We have been to two local network meetings this week - one for trainers and one for facilitators working in the Geneva area. We go to meet people, to contribute something and to learn about the particular topic they are discussing. Last night at the facilitators network meeting we created an interesting taxonomy of icebreakers and introduction exercises, organized by application (group size and level of formality needed). At the trainers meeting we had a demonstration of the power of people's energy fields- both the impact of your (positive/negative) thoughts on you and on others around you.

At these meetings, I also find myself learning something about these fields of practice more generally, through observing how the community members talk to each other, how they model their messages in demonstrating skills and knowledge to each other.

One thing beamed out at me this week. In these professions, there are some golden rules. One of the most important ones, one which sounds simple but is incredibly subtle, I believe, is: Be nice.

Whether you are facilitating or training, when people come together for any purposeful reason, you can be sure that in addition to their pens and papers, they bring with them a range of powerful emotions. They could be curious, excited, exasperated, stressed, bored, or all of these things at once; and you, as their process leader, get to create an experience for these people as individuals and together that works with all those feelings.

Whether you use facilitation or training as a blunt instrument or a fine tool, everything going on in that room is precipitated or mediated by you. As you feed back and summarise, it is also filtered by you. As you guide and build the process, it is directed by you. How people feel at the beginning, middle and end, is somehow affected by you. Where are you? Standing at the front or side of the room, moving in and out of their line of sight? What are you doing while that person is speaking, are you grimacing, talking to someone else, asking hard questions, smiling, affirming, paying complete attention. Are you modelling the behaviour that you want others to have in your session?

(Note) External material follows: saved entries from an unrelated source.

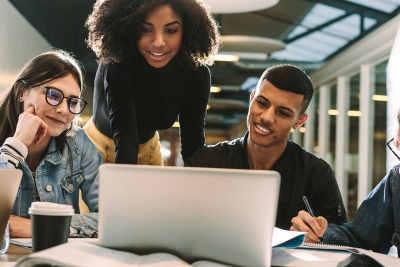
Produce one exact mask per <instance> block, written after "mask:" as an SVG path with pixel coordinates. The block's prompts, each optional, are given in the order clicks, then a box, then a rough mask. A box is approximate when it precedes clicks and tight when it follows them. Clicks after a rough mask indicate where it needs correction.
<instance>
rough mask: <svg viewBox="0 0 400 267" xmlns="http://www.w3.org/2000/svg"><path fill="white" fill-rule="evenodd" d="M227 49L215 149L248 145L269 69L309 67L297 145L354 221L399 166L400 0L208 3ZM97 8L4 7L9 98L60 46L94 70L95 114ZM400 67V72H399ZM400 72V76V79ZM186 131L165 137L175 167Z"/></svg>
mask: <svg viewBox="0 0 400 267" xmlns="http://www.w3.org/2000/svg"><path fill="white" fill-rule="evenodd" d="M204 1H205V2H206V3H207V4H209V5H210V8H211V11H212V12H213V14H214V17H215V19H216V20H217V21H218V22H219V25H220V27H221V28H220V32H221V35H222V43H223V47H222V48H221V51H220V52H219V54H218V57H217V59H216V61H215V64H214V65H213V66H211V67H210V71H211V77H212V88H211V91H212V93H211V96H210V100H209V105H208V111H207V116H206V142H207V144H210V145H211V144H215V143H217V142H220V141H224V140H226V139H234V138H237V137H241V136H242V135H243V134H244V133H245V132H246V130H247V126H246V115H247V110H248V106H249V95H250V92H251V91H252V90H253V89H254V88H255V86H256V83H257V81H258V78H259V77H260V75H261V74H262V72H263V71H264V70H265V69H266V68H268V67H269V66H273V65H276V64H280V63H290V64H294V65H296V66H298V67H301V68H302V69H304V70H305V71H306V72H307V73H308V74H309V75H310V77H311V79H312V80H313V82H314V86H315V89H316V90H315V95H314V98H313V101H312V103H311V105H310V107H309V109H308V111H307V112H308V114H309V119H308V121H307V122H306V124H305V125H304V126H303V127H301V128H300V129H299V130H296V131H295V132H292V133H291V135H290V138H291V139H292V140H293V141H295V142H297V143H299V144H300V145H302V146H303V147H304V148H305V149H307V150H308V151H310V152H312V153H314V154H317V155H319V156H320V157H322V158H323V159H325V160H326V161H327V162H328V163H329V164H331V166H332V168H333V169H334V170H335V175H336V177H337V179H338V183H339V187H340V188H341V191H342V195H343V197H344V201H345V204H346V205H347V207H348V215H349V219H352V217H353V215H354V212H355V210H356V208H357V205H359V204H360V203H361V201H362V199H364V198H365V196H366V194H367V193H368V192H369V191H370V190H371V189H372V188H373V186H375V185H376V184H377V183H378V182H379V181H380V180H381V179H382V177H384V175H385V174H386V171H387V170H388V169H390V168H391V167H392V166H393V165H394V164H397V163H398V162H396V161H397V159H395V158H394V157H393V156H392V155H391V154H390V153H389V152H388V151H387V149H386V142H387V140H389V139H390V138H391V137H393V135H394V134H395V128H396V116H395V114H396V111H397V109H398V108H399V105H398V103H399V101H395V99H399V98H398V97H399V94H400V93H399V92H397V91H399V89H397V90H396V89H395V87H396V85H397V83H399V85H400V82H397V79H398V78H397V76H398V75H397V76H396V67H397V65H398V64H397V63H396V61H395V60H394V58H395V56H396V55H397V53H395V51H396V34H397V29H398V25H399V22H400V17H399V16H398V14H399V11H400V0H246V1H243V0H204ZM94 2H95V0H29V1H27V0H0V91H1V90H3V89H4V88H5V87H6V86H8V85H9V84H10V83H11V80H12V77H13V76H14V75H15V73H16V72H17V71H18V68H19V67H21V66H22V65H23V64H24V63H25V62H26V61H27V60H28V59H29V58H31V57H33V56H35V55H37V54H39V53H42V52H44V51H46V50H48V49H49V48H50V47H56V48H61V49H64V50H66V51H69V52H72V53H73V54H74V55H75V56H76V58H77V59H78V60H79V61H81V62H82V63H83V65H84V66H85V69H86V77H85V85H86V90H85V92H84V95H83V97H84V98H85V99H86V100H87V101H88V102H89V106H88V107H87V108H86V109H85V111H84V113H83V114H82V116H81V117H82V119H83V121H84V122H86V121H87V120H88V119H89V118H90V116H91V113H92V94H93V81H94V76H95V73H96V70H97V62H96V58H95V54H94V53H93V52H92V51H91V50H90V49H89V48H88V47H87V45H86V43H85V39H86V38H87V30H86V28H85V27H84V23H85V20H86V18H87V16H88V15H89V14H90V13H91V11H92V7H93V4H94ZM398 57H399V58H398V59H397V61H399V62H400V56H398ZM398 69H399V68H398V67H397V70H398ZM397 73H398V71H397ZM178 127H179V124H178V123H177V124H176V125H175V127H172V128H170V129H168V130H165V131H160V136H161V143H162V147H163V157H164V161H165V164H166V165H175V166H181V165H182V164H183V163H182V159H181V155H180V147H179V144H180V143H179V135H178V131H179V128H178Z"/></svg>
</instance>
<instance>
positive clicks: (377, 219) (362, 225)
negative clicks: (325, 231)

We want to walk into a room of nice people. We ask people to open up and dig deeply inside themselves for ideas, answers and questions. We ask people to stretch, to nudge themselves out of their comfort zone to learn and experience behaviour change. One of our responsibilities surely in intervening in these processes is to bring our good will and good intent, and leave aside everything else, but our genuine desire to help others. I really think one of the golden rules for process leaders is: Be nice. Be deeply and genuinely nice. And I think everyone can feel it when its there. I am thinking about what that means for me - think about what that means for you.